| > And I never said we don't need baseload anymore, I said, and that is confirmed by grid operators, studies So far we only have your word for it > and first habd knowldge And this is your word. That's it. The rest I really don't care about because I'm just as capable of writing plausible-sounding walls of text without a single link to a study or a statistic. I try not to do that. > that demand, and there only big consumers matter Ah yes. Only big consumers. We've increased our electricity requirements 5-fold, but that doesn't matter. The "big consumers" will halt their production when there isn't enough electricity. > We do need baseload, because while solar and wind are unpredictable, they depend on the weather to produce, and might not produce enough sometimes I'd say often > almost a guarantee, your claim of zero is local so, large grids mitigate that The grid can mitigate it if there's a stable baseload generation available. A month ago there was a day when all of Europe's wind and solar combined was producing something like 10% of installed capacity. Saved by copious amounts of coal burning (and also by nuclear and some hydro). So, riddle me this: when there isn't enough renewable energy, do "big consumers" halt their production, or the electricity consumption remains the same? And what does this tell you about "we don't require as much baseload anymore", given that our electricity requirements have grown 500% in the past 40 years? |
If there isn't enough solar and wind (hydro and other green / renewable electricity sources are perfectly base load capable), yes, large consumers reduce their consumption for that period. So, in percentage and not absolute values (no surprise you don't get that difference, you don't get neither the electricity has to he consumed when produced and production / consumption lives on a time scale...), we need less base load generation then previously. Heck, even Germany, among other countries, had days with > 80% renewable electricity on the grid, so we know it is technically absolutely possible.

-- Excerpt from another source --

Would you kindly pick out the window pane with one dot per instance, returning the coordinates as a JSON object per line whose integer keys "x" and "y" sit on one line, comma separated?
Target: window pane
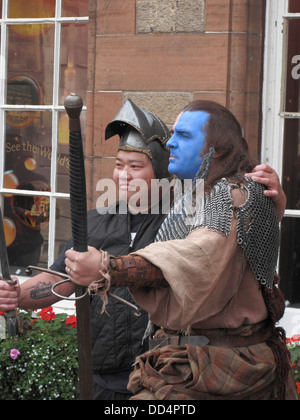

Coal is bad, agree. Nuclear is a great stop gap until everything is ready, grid, capacity, industry and the like, to function with a renewable epectricity grid. Building new NPPs is a dead end so: too expensive, takes too much time and gets nowhere near the additional capacity we need, since most new NPPs replace old ones the net nuclear capacity gain is negligible.
The grid can mitigate if somwhere on the grid sufficient electricity is produced, base load, nuclear, renewables or somethibg else doesn't matter. Throw in demand flexibility and you are almostv here already. Storage is lacking, but even that is built out, e.g. most new residential PV has some storage component.
And since you insist: Yes, big consumers absolutely do stop production if needed and financially interesting. Know what? They even schedule production accordingly in close alignmwnt with electricity markets and grid operators. Hard to believe, I know.
Edit: I know big consumers do stop or scale down production, because my wife does so in production planning every week. And I scheduled production runs the same way during my time in production planning in the chemical industry. Oh, and one of the green belt projects I coached looked for ways to optimize production runs to enable more and more short notice shut downs for limited periods. The last one happened over ten years ago.